Skin the Cat
Page 20
“Sorry?” she smirked, and knuckle-nudged my shoulder, faintly swaying side to side a bit, seeming to enjoy this. “We don’t use sorry in AA.” She teased. “Everybody’s sorry.” Her smile coming on like sunshine now, our eyes catching for an instant. “We make amends.” I’d only made it halfway through the steps at this point, so Melanie lost me here. “The difference being?” I asked.
“You say, what can I do to make this right, and wait for the answer.”
“Okay,” I said it slowly like a question. “What can I do to make this right. For being rude?”
She didn’t answer right away, so I hooked my thumbs in my pockets, and I waited. She bit her lip, squinting at the idea, smiling as it lifted into her mind. “Join me for pie and coffee.”
Melanie was the kind of woman prized not just by men, but by all men. She was entirely attractive, bright, slender, thoughtful, graceful, smart, witty, animated and engaged when she spoke. And the idea of having pie with her made me want to vomit. No kidding. It shook me to the core. But the request was innocent. I couldn’t ding her because of her beauty. Nor could I blame her for not having x-ray vision to see the Emily-sized hole inside my chest, where my heart used to be. Eating pie with a strange, attractive woman was well outside my comfort zone. I wanted to say just kidding, wave her off, and leave. But I’d been a dick once to this woman already once today. I wouldn’t do it twice. Besides, I still wore my wedding band every day. I never took it off. I never mentioned to my sobriety group that my wife was dead. I know she saw my ring but she still asked me to go anyway. A friend-thing. Pie. It was innocent enough and so we went.
Moments later crossing the block we found ourselves at Mojo’s. The dessert shop was hidden on the back-alley side of Exodus Avenue and nestled on the upper floor of a two-story Victorian Brick building with a huge second-story porch overlooking a canopy of red maples which encircled the outer limestone slabs of a small Civil War Cemetery. As obscure as a treehouse nestled on the second floor, no one would know Mojo’s even existed up there if not guided by hand. We jogged up the wooden stairs and reached the open porch area above, finding the space meticulously decorated with tidy tables and fresh cut flowers.
Two apple pies and black coffee in hand, we took a seat under a column of English Ivy, the vines draping from planters that hung overhead, the smooth tendrils and dark leaves glowing chlorophyll-green in the sunlight. The syrupy aroma of molasses and cured tobacco drifted in the air from a boutique-cigar shop located just below. The heat of late summer had been gathering up again, and a bead of sweat trickled out from my temple and down the side of my cheek. Mojo’s treehouse-like feel appealed to younger patrons, early-twenties guys with longer hair and thick beards hung with barefooted young women, with a couple of dogs.
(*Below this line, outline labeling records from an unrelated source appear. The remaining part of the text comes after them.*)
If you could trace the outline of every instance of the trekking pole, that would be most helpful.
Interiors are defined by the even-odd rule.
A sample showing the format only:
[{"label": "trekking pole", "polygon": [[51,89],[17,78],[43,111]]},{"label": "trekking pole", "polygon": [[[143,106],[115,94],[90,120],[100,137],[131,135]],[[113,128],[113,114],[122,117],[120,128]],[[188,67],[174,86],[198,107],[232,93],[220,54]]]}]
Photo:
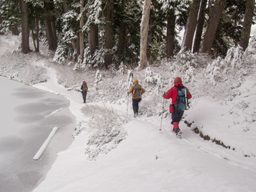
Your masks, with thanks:
[{"label": "trekking pole", "polygon": [[126,111],[127,116],[128,116],[128,104],[129,104],[129,94],[127,94],[127,111]]},{"label": "trekking pole", "polygon": [[163,107],[162,107],[162,113],[161,117],[161,124],[160,124],[160,128],[159,131],[161,131],[161,121],[163,121],[163,115],[164,115],[164,109],[165,109],[165,98],[163,98]]}]

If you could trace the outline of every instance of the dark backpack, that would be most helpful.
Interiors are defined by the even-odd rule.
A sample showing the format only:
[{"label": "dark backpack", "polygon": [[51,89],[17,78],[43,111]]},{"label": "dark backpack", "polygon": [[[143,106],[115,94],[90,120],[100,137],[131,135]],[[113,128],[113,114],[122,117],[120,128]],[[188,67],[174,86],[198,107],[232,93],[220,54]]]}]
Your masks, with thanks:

It felt good to just to sit, and not have to worry about anything. To just… be.
“I didn’t think I could do this,” I said under my breath, taking a bite of pie and nipping at my coffee.
“What’s that?”
“Forget it,” I laughed wiping my face with a paper napkin.
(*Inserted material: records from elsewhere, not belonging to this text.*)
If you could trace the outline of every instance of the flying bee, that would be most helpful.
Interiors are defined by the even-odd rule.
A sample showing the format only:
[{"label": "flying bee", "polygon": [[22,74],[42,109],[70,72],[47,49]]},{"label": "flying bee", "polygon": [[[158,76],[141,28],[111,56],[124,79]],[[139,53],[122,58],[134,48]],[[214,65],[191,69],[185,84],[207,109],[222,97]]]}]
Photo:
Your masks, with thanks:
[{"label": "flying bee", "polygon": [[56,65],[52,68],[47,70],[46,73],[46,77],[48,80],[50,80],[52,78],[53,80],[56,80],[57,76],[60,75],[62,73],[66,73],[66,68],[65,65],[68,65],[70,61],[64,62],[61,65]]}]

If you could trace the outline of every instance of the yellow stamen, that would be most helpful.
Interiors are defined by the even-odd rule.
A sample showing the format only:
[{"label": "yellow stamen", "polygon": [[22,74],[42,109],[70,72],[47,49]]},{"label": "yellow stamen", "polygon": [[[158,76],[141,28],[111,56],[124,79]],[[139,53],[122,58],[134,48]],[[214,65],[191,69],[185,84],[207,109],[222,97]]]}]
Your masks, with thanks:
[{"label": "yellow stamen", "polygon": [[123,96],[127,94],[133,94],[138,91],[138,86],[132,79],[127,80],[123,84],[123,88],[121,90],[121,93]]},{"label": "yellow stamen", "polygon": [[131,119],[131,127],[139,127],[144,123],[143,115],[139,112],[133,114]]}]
“Hold it right there,” she smiled, voice teasing, the glowing amber flecks inside her eyes catching the sunlight. “You can’t say something and take it back. That’s not fair.”
“There’s really nothing to tell,” I rolled my eyes like I was tired of myself and my story. Because I was. Melanie inserted the silver fork into her mouth and slid the apple pie off with her lips, letting out a subtle moan of pleasure, eyes closed. Then opened them. “A man of mystery.”
“Mystery?”
“Nobody warned you about small-town dynamics?” She gave me a light laugh. “I get the best gossip at the florist.”
“You work at the florist?” I tilted my head. “The one on the corner?”
“I own the floral shop. Yes, the one down on the corner.”
“What’s it called?” I held my fork down. Her lips went into a wide smile, polished teeth glistening.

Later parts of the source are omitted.